- Occupation: Electrical engineer
- Years active: 1997-2017
- Title: Executive Director
- Movement: Naturism
- Board member of: Naturist Action Committee

= Bob Morton (naturist) =

American naturism activist

Bob Morton is an electrical engineer and former Chairman/Executive Director of the Naturist Action Committee, an organization dedicated to defending the civil rights of the naturist community.

As editor of publisher who published one of the first club newsletters for the Hill Country Nudists, in addition to writing about everyday club events, Morton also discussed serious issues regarding the nudist movement and also instituted the policy of printing the full names of members in the newsletter, an unusual practice in the days when the editors of nudist publications were not allowed to use last names of club members.

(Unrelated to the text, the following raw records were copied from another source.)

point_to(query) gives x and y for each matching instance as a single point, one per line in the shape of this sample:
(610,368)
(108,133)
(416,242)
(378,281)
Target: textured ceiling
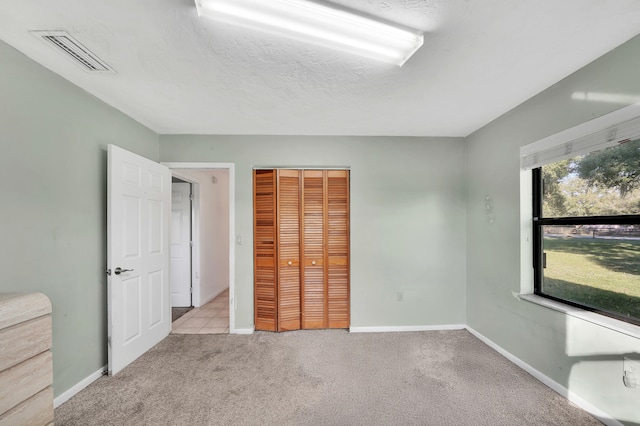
(177,73)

Morton and his family were plaintiffs in a NAC-supported lawsuit to return the rights of parents who wish to bring their children with them to Hippie Hollow, a clothing-optional public park near Austin, Texas. Morton has also testified before various state legislative committees on behalf of naturists, and was chairman of NAC from 1997 to 2017. Before joining the board, he was an NAC area representative. In addition to watching out for naturist's interests in all 50 states of the U.S., he currently watches for anti-nudity legislation in all 254 counties in Texas since that state voted for home rule, with the result that any county in Texas can enact its own anti-nudist ordinances and laws.